M&C Saatchi scraps dividend and cuts salaries due to coronavirus
M&C Saatchi today said it has scrapped its 2019 dividend and cut salaries for senior staff members as the advertising agency battles a downturn sparked by coronavirus.
The firm said a “very high proportion” of its top paid staff would take pay cuts, with board members and senior management committing to a 20 per cent reduction in salaries.
M&C Saatchi said it would secure government support to furlough staff in the UK, US and Australia, while it is in discussions with some employees about possible redundancies.
The troubled ad giant, which is still reeling from an accounting scandal last year, said that while trading was in line with expectations for the first two months of the year, its performance in March was “substantially weaker”.
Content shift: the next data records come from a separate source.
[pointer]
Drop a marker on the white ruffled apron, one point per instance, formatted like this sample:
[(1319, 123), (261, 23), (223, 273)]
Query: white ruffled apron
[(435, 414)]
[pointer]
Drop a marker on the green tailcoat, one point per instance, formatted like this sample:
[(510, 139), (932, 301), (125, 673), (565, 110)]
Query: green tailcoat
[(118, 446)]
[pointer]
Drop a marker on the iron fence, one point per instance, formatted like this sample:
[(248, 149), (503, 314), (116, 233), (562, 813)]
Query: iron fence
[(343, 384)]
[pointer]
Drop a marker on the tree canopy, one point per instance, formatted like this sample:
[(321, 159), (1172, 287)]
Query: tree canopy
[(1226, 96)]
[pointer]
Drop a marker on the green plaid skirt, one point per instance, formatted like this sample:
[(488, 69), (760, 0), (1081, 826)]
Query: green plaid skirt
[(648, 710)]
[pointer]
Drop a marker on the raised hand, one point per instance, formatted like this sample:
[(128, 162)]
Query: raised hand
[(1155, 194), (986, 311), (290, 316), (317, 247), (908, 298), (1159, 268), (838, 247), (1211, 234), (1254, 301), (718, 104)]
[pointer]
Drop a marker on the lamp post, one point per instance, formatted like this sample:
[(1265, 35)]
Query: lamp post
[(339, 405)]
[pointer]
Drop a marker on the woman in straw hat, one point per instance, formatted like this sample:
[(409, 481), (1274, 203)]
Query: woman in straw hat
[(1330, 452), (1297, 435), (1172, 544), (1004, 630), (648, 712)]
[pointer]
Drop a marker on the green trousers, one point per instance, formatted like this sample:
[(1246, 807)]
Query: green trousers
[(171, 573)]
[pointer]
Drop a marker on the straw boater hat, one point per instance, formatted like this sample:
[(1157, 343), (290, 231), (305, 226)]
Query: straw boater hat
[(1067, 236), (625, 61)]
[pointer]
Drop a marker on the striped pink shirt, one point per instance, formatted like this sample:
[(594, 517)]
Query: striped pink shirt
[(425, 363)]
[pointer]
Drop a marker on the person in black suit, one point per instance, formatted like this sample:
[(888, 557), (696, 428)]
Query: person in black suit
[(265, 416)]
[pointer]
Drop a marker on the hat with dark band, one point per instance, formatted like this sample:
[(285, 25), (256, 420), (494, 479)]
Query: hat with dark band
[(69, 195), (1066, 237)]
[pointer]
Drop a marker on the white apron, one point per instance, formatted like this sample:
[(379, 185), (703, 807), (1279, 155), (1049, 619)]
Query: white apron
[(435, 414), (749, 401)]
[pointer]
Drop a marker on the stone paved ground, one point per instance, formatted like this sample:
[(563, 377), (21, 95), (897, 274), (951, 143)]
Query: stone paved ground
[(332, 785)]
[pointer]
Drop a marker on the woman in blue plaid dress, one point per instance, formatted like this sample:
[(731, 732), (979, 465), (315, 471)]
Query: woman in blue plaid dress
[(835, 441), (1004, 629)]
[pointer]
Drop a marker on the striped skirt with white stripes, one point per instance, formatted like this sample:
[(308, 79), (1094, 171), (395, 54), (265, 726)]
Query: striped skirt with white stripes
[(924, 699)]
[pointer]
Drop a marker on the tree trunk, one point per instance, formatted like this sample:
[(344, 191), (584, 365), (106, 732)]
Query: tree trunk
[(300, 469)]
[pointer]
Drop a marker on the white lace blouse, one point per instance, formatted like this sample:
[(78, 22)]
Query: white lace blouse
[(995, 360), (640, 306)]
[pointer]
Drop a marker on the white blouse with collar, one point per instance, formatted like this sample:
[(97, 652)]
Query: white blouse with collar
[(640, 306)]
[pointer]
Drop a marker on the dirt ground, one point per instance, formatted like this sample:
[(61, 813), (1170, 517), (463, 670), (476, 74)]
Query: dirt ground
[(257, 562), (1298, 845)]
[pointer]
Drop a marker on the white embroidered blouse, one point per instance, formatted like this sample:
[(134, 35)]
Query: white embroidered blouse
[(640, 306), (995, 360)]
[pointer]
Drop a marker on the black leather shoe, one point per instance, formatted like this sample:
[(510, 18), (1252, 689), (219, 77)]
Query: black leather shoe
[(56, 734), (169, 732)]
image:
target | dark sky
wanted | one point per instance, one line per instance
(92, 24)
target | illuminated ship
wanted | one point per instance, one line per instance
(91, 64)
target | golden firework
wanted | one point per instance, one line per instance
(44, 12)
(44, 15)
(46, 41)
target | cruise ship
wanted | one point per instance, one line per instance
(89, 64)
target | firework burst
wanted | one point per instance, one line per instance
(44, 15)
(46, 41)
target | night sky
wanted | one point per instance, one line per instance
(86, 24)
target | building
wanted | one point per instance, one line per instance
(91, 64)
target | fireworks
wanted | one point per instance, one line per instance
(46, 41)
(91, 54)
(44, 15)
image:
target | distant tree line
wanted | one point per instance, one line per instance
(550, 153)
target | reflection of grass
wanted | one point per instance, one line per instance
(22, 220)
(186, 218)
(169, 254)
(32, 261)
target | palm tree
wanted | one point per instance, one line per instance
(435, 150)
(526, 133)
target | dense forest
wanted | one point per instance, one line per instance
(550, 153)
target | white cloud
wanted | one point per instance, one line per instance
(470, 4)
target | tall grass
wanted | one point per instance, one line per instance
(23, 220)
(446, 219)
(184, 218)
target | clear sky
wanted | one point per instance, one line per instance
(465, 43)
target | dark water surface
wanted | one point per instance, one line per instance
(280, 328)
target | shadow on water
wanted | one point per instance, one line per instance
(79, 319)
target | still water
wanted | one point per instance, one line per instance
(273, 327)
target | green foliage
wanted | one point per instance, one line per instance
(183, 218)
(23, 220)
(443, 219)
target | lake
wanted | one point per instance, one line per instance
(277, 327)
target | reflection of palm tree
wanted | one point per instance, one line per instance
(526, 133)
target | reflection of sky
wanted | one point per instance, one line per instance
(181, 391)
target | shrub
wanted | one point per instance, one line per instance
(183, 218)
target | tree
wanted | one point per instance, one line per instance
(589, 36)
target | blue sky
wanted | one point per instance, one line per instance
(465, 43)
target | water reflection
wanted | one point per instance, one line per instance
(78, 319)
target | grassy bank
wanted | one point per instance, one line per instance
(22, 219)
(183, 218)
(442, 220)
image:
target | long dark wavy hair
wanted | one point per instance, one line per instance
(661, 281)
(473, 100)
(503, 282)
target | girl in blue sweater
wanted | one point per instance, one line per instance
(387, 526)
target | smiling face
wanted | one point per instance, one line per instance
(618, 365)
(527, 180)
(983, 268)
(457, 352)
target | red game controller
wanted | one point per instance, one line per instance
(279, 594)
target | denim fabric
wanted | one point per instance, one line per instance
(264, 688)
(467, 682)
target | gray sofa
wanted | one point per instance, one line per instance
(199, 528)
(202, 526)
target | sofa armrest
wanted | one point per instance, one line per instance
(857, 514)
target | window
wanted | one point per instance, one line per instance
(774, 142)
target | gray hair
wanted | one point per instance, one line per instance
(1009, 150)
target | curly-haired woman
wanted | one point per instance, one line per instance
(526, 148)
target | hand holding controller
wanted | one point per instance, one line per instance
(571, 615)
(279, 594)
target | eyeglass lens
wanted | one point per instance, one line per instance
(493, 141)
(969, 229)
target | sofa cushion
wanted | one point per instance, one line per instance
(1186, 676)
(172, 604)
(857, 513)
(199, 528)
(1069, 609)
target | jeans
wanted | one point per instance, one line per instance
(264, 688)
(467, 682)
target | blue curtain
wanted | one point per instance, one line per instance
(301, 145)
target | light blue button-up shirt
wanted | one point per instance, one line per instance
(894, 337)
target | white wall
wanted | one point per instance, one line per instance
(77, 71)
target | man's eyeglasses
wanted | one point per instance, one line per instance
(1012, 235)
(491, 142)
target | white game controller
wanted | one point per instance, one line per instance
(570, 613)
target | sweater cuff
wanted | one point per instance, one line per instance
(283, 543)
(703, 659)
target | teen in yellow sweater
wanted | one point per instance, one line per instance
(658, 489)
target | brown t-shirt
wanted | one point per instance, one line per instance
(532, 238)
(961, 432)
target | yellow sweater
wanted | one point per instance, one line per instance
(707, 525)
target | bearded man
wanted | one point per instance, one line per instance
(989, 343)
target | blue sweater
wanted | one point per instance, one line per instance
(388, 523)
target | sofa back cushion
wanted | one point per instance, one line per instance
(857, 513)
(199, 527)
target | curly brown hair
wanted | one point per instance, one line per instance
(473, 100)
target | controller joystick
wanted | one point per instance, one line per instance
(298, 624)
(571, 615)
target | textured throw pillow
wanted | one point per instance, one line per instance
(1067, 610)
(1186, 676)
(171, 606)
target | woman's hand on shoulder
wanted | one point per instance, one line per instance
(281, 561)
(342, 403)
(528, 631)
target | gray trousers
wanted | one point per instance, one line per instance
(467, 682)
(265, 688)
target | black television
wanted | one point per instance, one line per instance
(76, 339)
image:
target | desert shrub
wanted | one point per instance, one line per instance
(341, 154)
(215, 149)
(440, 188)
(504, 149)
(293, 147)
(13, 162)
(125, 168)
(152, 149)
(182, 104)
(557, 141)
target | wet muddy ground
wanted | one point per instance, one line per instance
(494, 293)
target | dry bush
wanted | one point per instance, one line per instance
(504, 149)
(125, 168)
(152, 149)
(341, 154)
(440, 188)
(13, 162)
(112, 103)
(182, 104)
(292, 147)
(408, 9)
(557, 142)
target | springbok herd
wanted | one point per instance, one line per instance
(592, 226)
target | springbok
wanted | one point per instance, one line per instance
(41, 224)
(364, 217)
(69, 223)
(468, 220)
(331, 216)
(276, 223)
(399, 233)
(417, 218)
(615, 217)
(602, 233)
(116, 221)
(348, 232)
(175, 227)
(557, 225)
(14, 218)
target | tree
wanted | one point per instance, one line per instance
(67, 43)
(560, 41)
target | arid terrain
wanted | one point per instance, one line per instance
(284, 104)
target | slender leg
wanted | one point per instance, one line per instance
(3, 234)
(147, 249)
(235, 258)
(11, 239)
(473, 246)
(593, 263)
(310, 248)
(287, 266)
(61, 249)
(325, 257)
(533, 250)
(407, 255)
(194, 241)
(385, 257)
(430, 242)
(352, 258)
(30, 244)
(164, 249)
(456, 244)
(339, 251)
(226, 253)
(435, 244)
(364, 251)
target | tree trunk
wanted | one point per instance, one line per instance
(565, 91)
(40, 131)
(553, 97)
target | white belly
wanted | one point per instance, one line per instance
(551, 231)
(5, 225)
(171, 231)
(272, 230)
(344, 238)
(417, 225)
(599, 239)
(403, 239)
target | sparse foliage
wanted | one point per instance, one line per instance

M&C Saatchi has suffered a sharp decline in demand across the group, but insisted it would continue to pitch for new business.
The ad company, whose clients include Coca-Cola, Unilever and the Premier League, said it had taken steps to slash costs, including by cutting rent, IT and travel expenditure.
The firm said it would not provide guidance for 2020, but said its net cash position of £9m would allow it to operate for the foreseeable future.
The coronavirus outbreak is a further blow for M&C Saatchi, which in December issued a major profit warning and revealed an £11.6m hole in its finances.
The scandal led to the resignation of founder Lord Maurice Saatchi and three other high-profile board members, and the firm has since been forced to rebuild its leadership team.